Run reconciliation directly from the central Compare environment.
Direct Database Connections keep the topology simple. Compare opens source and target connections itself, which shortens onboarding when network access is already available and the workload stays within a manageable range.
How it works
In direct mode, the Compare service connects to both database endpoints and coordinates the full validation flow centrally. This reduces the amount of moving infrastructure, but it also means the network path between Compare and each database must support the workload end to end.
| Aspect | Direct Database Connections |
|---|---|
| Topology | The main Compare environment connects directly to source and target endpoints. |
| Operational advantage | Fast onboarding, fewer components, and a simpler support model. |
| Main constraint | Higher network traffic and greater exposure to engine-specific sorting differences. |
| Typical fit | Smaller or medium reconciliation scopes in stable, well-connected environments. |
Best-fit scenarios
Fast delivery matters more than deep infrastructure tuning
Use direct mode when the team wants the shortest path from configuration to the first valid reconciliation run.
The Compare host already has reliable access to both databases
Direct mode works best when routing, firewall rules, and latency are already understood and accepted operationally.
The comparison scope stays reasonably compact
Moderate table sizes and predictable workloads are easier to handle without moving compute closer to the databases.
Setup checklist
Confirm endpoint reachability
Make sure the central Compare environment can reach both database hosts and ports.

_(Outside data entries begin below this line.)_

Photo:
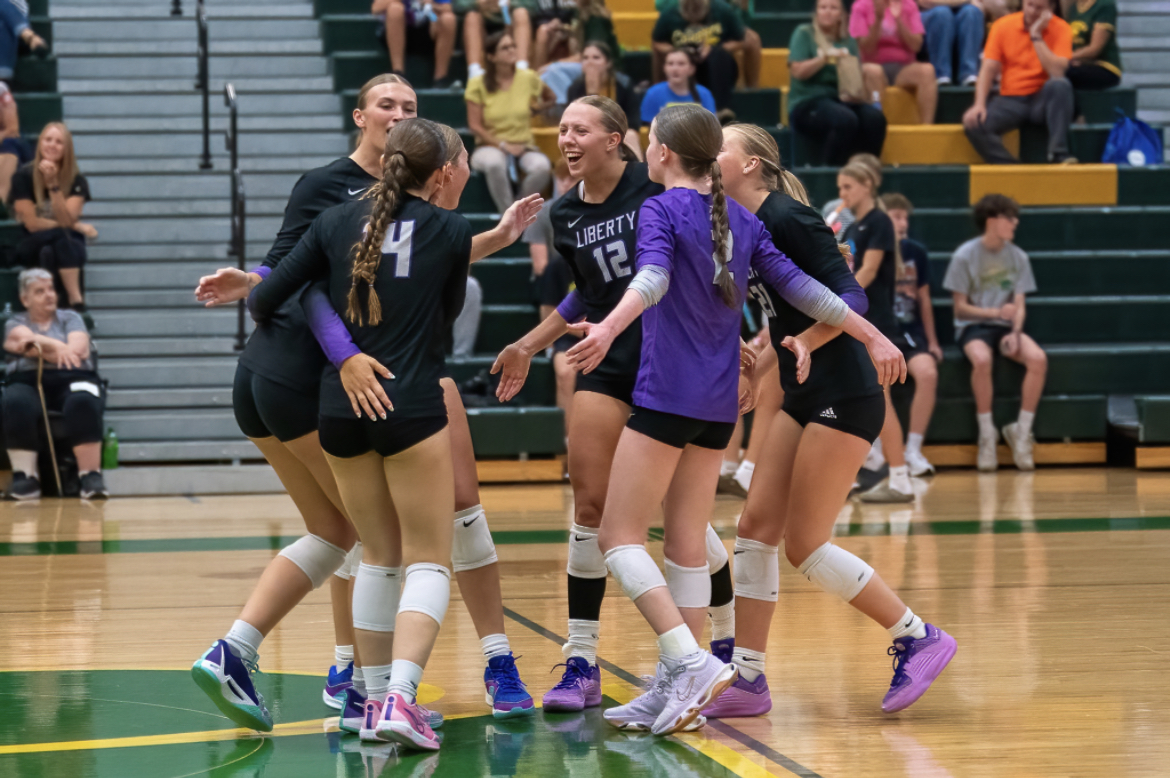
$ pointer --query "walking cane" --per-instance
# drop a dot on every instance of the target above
(45, 410)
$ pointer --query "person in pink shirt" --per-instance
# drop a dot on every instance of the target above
(889, 34)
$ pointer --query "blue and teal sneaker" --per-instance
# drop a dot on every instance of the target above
(336, 686)
(227, 680)
(506, 693)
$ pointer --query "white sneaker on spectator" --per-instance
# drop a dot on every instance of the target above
(1020, 446)
(919, 463)
(989, 459)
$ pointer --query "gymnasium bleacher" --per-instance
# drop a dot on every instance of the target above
(1095, 233)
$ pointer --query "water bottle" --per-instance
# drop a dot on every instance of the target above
(110, 449)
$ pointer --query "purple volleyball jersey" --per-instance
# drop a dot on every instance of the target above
(690, 338)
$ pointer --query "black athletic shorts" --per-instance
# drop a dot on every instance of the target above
(860, 417)
(349, 438)
(265, 408)
(619, 389)
(679, 432)
(989, 334)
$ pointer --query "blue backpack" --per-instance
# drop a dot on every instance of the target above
(1133, 142)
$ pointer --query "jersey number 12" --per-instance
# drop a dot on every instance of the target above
(397, 242)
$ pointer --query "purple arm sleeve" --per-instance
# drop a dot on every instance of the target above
(328, 326)
(804, 293)
(571, 308)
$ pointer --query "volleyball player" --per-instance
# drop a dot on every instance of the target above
(813, 449)
(394, 474)
(594, 228)
(383, 102)
(686, 398)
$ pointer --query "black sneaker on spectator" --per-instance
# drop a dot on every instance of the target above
(23, 487)
(93, 486)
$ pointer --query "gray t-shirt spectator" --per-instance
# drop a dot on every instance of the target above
(63, 323)
(989, 279)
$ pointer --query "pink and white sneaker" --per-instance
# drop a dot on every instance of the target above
(406, 723)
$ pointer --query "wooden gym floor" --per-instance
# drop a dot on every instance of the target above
(1055, 584)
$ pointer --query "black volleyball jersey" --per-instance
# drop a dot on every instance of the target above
(599, 241)
(420, 282)
(282, 349)
(840, 369)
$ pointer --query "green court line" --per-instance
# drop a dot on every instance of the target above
(528, 537)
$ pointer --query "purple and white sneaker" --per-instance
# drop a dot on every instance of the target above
(917, 662)
(742, 699)
(337, 684)
(579, 687)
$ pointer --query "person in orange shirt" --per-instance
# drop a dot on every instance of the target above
(1029, 52)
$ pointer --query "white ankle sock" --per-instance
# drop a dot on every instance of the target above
(495, 646)
(743, 474)
(750, 662)
(900, 479)
(377, 680)
(986, 426)
(1025, 422)
(678, 644)
(908, 626)
(245, 639)
(405, 677)
(722, 621)
(583, 637)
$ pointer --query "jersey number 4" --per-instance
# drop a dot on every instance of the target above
(397, 242)
(612, 260)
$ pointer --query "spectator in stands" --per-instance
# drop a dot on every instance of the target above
(889, 34)
(1029, 52)
(14, 151)
(713, 31)
(1096, 60)
(486, 18)
(599, 77)
(407, 18)
(916, 321)
(954, 28)
(14, 31)
(679, 87)
(814, 107)
(989, 276)
(47, 197)
(500, 107)
(69, 381)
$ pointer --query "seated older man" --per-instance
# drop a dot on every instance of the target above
(70, 384)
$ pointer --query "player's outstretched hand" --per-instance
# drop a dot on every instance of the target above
(359, 379)
(594, 345)
(514, 362)
(227, 286)
(521, 215)
(804, 360)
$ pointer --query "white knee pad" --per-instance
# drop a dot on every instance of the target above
(376, 592)
(837, 571)
(634, 570)
(349, 567)
(316, 558)
(716, 553)
(585, 557)
(472, 548)
(757, 570)
(690, 587)
(426, 590)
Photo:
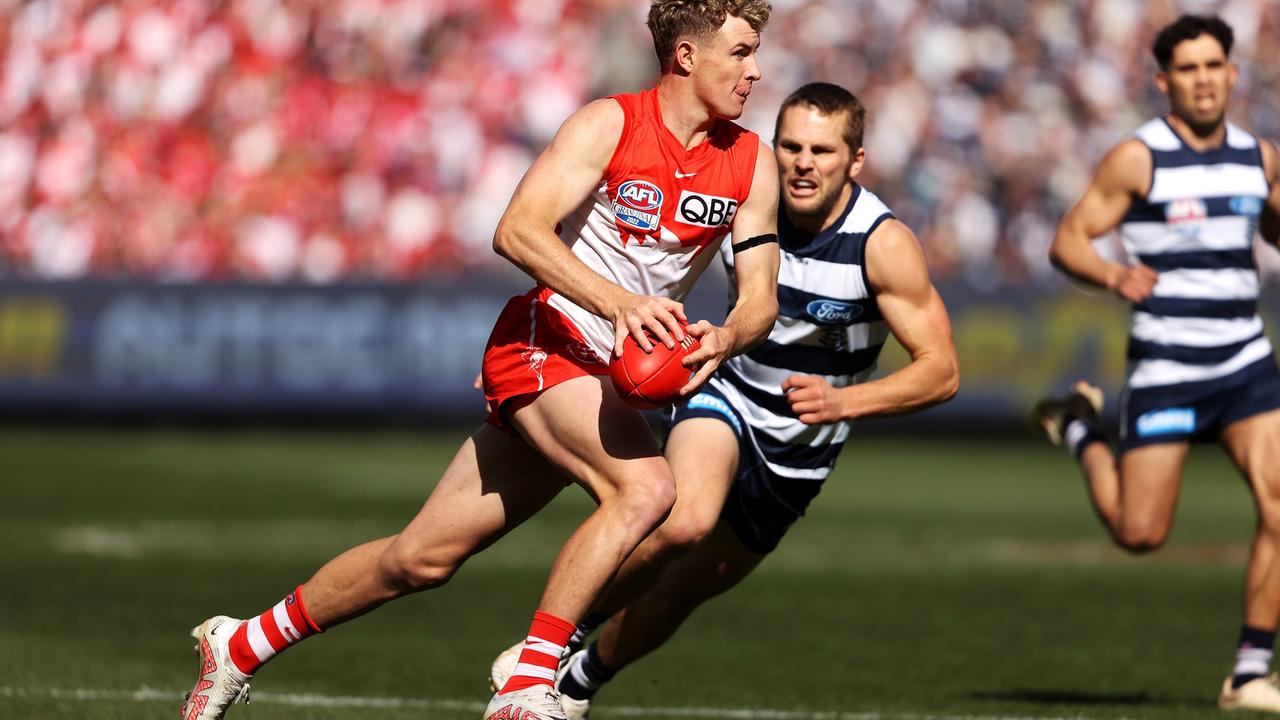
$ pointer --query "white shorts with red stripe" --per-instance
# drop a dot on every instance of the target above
(533, 347)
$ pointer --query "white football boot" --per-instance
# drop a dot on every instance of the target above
(1261, 695)
(574, 709)
(539, 702)
(218, 682)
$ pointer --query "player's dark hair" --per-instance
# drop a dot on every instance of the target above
(1189, 27)
(672, 21)
(830, 99)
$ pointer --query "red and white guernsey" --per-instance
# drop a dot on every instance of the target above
(652, 227)
(657, 210)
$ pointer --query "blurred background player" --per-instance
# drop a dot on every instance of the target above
(753, 447)
(1188, 192)
(611, 220)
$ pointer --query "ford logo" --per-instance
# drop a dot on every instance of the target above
(833, 311)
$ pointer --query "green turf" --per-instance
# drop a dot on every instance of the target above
(929, 578)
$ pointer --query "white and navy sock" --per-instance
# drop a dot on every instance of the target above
(1253, 655)
(585, 677)
(1080, 434)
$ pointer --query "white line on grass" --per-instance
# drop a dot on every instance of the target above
(310, 700)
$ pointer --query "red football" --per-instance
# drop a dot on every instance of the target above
(650, 379)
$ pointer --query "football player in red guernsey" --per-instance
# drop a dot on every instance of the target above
(615, 220)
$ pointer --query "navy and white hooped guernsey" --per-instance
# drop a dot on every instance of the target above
(828, 324)
(1196, 228)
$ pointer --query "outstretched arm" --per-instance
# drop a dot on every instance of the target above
(755, 270)
(915, 315)
(1123, 173)
(557, 182)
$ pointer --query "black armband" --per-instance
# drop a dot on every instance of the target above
(753, 241)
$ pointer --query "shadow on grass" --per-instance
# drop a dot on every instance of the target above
(1042, 696)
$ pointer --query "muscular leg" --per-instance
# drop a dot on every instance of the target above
(712, 566)
(1136, 499)
(1253, 445)
(703, 454)
(583, 428)
(493, 484)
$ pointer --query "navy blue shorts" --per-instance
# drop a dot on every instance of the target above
(762, 505)
(1197, 411)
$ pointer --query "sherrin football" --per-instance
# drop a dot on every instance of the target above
(652, 379)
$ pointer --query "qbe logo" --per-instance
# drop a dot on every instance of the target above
(639, 205)
(705, 210)
(832, 311)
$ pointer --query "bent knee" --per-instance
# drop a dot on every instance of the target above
(410, 569)
(682, 531)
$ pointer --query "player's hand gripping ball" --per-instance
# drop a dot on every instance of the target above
(652, 379)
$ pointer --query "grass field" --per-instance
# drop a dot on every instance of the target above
(931, 579)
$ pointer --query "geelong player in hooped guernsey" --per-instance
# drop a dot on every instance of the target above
(1188, 192)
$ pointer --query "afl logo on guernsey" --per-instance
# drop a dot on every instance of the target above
(832, 311)
(1246, 205)
(638, 205)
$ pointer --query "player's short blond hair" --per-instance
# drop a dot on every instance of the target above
(672, 21)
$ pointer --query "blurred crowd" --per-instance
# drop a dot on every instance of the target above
(353, 140)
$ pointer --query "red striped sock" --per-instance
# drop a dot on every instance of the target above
(540, 657)
(259, 639)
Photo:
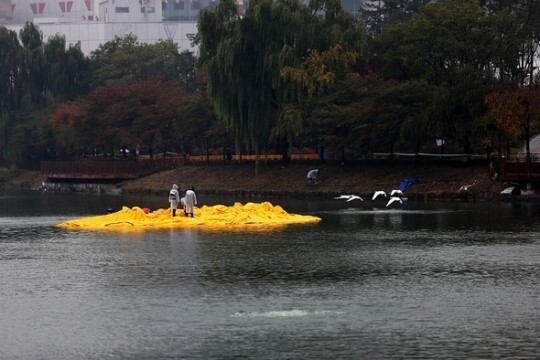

Configure database credentials
Use accounts with the minimum privileges required for reading and validating the selected scope.
Run connection validation
Check both endpoints with Test Connection before moving into mapping and comparison rules.
Verify sorting-sensitive tables early
Review representative tables when source and target engines differ in collation or ordering behavior.
Move to Agent-Based Connections when row volumes grow, cross-environment latency becomes expensive, or database-specific sorting behavior starts to create avoidable comparison noise.